0

Sometimes I used to do things like this:

@Component class MyBean {
  private Map<TypeKey, Processor> processors;

  @Autowired void setProcessors(List<Processor> processors) {
    this.processors = processors.stream().....toMap(Processor::getTypeKey, x -> x);
  }

  //some more methods reading this.processors
}

But, strictly speaking, it's buggy code, isn't it?

1) this.processors is not final, nor is its creation synchronized on the same monitor as every access to it. Thus, every thread - and this singleton can be called from arbitrary thread processing user request - may be observing its own value of this.processors which might be null.

2) Even though no writes happen after the Map is initially populated, Javadoc offers no guarantees on which implementation will be used for the Map, so it might be an implementation not ensuring thread safety when the Map structure changes, or even if anything is modified, or at all. And initial population is changes, so it may break thread safety for who knows how long. Collectors even offer the specialized toConcurrentMap() method, to address that problem - so, at a bare minimum, I should have been using it instead.

But even if I use toConcurrentMap() in #2, I will not be able to make my field final, because then I'll not be able to initialize it in a setter. So here are my choices:

a) Initialize and populate the Map in an autowired constructor, which frankly I prefer. But so few teams do that, so what if we abstain from that solution? What other choices exist?
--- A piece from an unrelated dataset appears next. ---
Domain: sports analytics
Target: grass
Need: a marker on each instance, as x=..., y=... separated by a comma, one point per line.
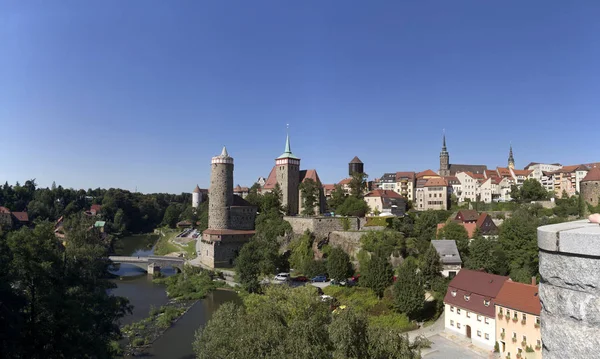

b) Initialize the Map to an empty final ConcurrentHashMap, then populate it in a setter. This is possible, but we'll have to list.forEach() then map.put(). This looks like it's still Java 6; or we could definitely do map.addAll(list....toMap()) but its useless duplication of the Map, even if temporary.
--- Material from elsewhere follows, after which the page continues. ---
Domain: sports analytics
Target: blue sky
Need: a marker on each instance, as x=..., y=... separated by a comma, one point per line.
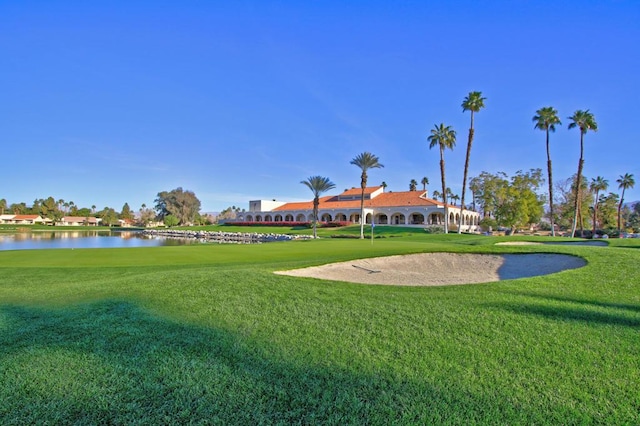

c) Use volatile on the field. Slightly degrades performance without any need, because after some point the field never gets changed.

d) Use synchronized to access the field and read its values. Clearly even worse than (c).

Also, any of those methods will make the reader think that the code actually wants some multithreading reads/writes to the Map, while actually, it's just multithreaded reading.

So, what does a reasonable guru do when they want something like that?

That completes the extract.